Zelenski celebra los ataques a refinerías rusas: “Moscú ahora importa gasolina, eso es buena señal”
El presidente de Ucrania, Volodímir Zelenski, ha asegurado que Rusia atraviesa una creciente escasez de combustible como resultado directo de los ataques ucranianos con drones y misiles contra infraestructuras energéticas rusas. Según el mandatario, el déficit de gasolina habría alcanzado ya el 20%, lo que ha obligado a Moscú a importar combustible de Bielorrusia y China, un hecho que —a su juicio— confirma la efectividad de la estrategia militar ucraniana.
Durante una rueda de prensa en Kiev, Zelenski subrayó que “lo principal es que Rusia ahora está importando gasolina; eso es una buena señal”. Los informes de inteligencia ucranianos, dijo, indican que el Kremlin ha multiplicado por seis las importaciones desde Bielorrusia y ha eliminado los aranceles aduaneros para acelerar la entrada de carburantes.

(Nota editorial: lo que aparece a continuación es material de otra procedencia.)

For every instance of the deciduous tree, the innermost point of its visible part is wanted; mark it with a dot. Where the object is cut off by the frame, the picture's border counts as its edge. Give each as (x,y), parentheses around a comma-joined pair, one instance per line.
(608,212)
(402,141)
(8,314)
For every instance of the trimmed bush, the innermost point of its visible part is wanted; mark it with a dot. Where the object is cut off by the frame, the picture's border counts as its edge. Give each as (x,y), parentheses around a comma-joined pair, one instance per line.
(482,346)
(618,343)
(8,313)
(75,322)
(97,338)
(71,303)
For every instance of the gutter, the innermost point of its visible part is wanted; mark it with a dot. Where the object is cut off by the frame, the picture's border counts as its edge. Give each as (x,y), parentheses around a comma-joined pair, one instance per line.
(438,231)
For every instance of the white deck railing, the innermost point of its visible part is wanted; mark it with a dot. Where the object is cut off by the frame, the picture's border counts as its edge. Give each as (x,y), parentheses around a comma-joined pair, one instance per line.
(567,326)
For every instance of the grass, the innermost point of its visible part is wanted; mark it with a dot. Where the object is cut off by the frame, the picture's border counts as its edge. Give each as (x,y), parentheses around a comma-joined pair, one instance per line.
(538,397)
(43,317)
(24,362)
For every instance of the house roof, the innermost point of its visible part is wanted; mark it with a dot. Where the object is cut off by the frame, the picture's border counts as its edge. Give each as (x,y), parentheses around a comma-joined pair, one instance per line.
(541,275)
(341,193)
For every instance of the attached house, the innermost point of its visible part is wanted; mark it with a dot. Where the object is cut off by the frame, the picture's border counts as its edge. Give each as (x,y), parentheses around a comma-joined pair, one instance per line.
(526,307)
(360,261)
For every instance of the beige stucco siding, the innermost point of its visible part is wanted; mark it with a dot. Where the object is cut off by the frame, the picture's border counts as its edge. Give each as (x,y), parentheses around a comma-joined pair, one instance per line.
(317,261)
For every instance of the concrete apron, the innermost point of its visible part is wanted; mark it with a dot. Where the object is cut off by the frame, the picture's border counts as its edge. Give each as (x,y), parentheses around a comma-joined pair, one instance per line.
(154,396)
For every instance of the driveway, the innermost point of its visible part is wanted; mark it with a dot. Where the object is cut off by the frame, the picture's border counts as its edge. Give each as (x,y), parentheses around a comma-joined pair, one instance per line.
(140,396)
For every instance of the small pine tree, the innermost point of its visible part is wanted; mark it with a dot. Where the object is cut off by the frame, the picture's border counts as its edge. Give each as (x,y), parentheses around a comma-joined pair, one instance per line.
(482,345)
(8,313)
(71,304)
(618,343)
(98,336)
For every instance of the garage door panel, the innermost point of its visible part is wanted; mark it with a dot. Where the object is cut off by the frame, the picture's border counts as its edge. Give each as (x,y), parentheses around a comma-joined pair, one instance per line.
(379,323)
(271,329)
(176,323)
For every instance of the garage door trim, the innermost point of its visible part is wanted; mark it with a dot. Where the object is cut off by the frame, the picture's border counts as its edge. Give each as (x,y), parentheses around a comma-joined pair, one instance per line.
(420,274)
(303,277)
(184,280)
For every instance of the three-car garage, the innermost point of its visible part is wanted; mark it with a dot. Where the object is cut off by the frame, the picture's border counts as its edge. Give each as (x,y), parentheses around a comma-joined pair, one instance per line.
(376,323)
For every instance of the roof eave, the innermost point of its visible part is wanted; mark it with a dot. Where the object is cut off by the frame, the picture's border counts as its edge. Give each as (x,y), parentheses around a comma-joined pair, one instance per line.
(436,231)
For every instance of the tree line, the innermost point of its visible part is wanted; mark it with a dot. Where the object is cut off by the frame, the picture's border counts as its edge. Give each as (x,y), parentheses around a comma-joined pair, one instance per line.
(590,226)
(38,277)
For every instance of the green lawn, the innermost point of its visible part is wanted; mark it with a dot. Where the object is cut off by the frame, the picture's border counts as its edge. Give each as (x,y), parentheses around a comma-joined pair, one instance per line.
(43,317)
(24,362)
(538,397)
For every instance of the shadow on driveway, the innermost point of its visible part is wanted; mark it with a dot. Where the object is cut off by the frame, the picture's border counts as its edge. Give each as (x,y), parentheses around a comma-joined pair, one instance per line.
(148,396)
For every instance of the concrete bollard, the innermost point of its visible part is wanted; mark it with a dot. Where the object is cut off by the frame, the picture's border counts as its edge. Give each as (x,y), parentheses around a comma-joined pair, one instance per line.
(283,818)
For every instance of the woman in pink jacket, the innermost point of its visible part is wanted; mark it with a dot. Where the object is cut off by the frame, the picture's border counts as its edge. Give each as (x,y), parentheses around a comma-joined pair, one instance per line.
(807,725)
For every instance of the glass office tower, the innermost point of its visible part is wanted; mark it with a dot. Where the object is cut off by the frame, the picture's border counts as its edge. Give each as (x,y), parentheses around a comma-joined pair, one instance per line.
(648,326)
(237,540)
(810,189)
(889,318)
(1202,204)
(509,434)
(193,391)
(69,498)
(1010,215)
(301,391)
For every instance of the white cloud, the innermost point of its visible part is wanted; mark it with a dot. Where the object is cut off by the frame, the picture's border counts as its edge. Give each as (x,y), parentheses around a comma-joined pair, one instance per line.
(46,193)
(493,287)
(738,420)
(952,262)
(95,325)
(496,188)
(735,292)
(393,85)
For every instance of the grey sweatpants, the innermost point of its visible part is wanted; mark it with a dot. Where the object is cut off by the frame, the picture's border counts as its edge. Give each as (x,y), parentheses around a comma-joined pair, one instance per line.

Aunque las autoridades rusas no han reconocido oficialmente una crisis de suministro, vídeos verificados por la prensa internacional muestran largas filas en gasolineras y cierres temporales de estaciones ante el aumento de los precios y la reducción de existencias.
La campaña de ataques ucranianos se ha intensificado en los últimos dos meses y combina el uso de misiles y drones de desarrollo propio. Según reveló Zelenski, entre ellos destaca el primer impacto del misil de crucero Flamingo, con un alcance superior a los 3.000 kilómetros, junto con el misil Neptuno y el misil-dron Palianitsia, capaz de operar en enjambres de hasta 300 unidades por misión. Todos forman parte del nuevo arsenal de fabricación nacional que Kiev ha desarrollado en paralelo a la asistencia militar occidental.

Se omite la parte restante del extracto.